Locking hard luggage easily detaches and the windscreen is electrically adjustable to suit different riders.
If one motorcycle brand essentially invented sport touring, it has to be BMW. Their BMW F800GT ($11,890 MSRP) is an ideal middleweight for those who don't want something too big.
New optional hard bags keep travel essentials secure and dry and the 800CC engine delivers good MPG, in the mid-50s to upper-60s, claims BMW.
The basic formula for a sport touring motorcycle is pretty simple: engine power, comfort and of course, luggage capacity. But within that basic framework, there are a lot of variations on what defines a sport tourer.
The name ninja is typically associated with sport bikes, but Kawasaki's given the Kawasaki Ninja 1000 ($11,099 base price) a sport touring touch. An easy riding position combines with optional hard luggage to create a sport tourer that covers the more high-performance end of the segment.

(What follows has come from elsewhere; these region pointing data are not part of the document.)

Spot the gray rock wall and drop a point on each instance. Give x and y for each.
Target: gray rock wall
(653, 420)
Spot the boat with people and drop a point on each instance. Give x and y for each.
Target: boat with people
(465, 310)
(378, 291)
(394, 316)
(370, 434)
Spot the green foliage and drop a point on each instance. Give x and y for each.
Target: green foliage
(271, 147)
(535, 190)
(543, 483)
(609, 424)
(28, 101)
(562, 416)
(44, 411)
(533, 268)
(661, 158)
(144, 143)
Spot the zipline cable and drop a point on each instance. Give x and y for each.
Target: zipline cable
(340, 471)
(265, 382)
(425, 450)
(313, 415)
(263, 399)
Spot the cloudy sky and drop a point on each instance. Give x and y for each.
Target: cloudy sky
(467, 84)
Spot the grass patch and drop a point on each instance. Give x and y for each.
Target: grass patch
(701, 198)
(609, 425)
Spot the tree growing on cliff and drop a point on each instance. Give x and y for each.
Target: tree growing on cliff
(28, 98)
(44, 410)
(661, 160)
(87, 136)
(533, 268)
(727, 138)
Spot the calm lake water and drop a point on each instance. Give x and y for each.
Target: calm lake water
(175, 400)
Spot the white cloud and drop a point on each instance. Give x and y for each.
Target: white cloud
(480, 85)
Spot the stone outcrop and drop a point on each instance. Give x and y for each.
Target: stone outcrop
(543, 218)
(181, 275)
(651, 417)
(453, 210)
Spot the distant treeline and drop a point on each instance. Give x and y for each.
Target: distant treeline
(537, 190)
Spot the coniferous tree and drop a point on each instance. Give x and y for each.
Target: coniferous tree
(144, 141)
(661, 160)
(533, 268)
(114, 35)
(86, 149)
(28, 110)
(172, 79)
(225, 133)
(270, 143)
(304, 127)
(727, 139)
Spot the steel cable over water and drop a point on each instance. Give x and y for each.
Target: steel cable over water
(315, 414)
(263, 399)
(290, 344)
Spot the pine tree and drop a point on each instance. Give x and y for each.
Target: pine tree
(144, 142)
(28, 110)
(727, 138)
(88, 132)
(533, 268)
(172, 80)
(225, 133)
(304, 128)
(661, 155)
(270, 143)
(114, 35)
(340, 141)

Going another direction, BMW's R1200GS ($16,100 MSRP) adventure touring motorcycle is all new this year. And even though it doesn't necessarily fall onto the sport touring radar right away, it's one of the best ones out there.
Superbly comfortable on the road - or on the trail - it can take you where the others can't. The rugged looking luggage adds to its world traveler persona and can carry lots of gear.
From ready for a dirt road to ready for the curviest of roads, sport touring motorcycles are the ones that can almost do it all. And, take you away from it all.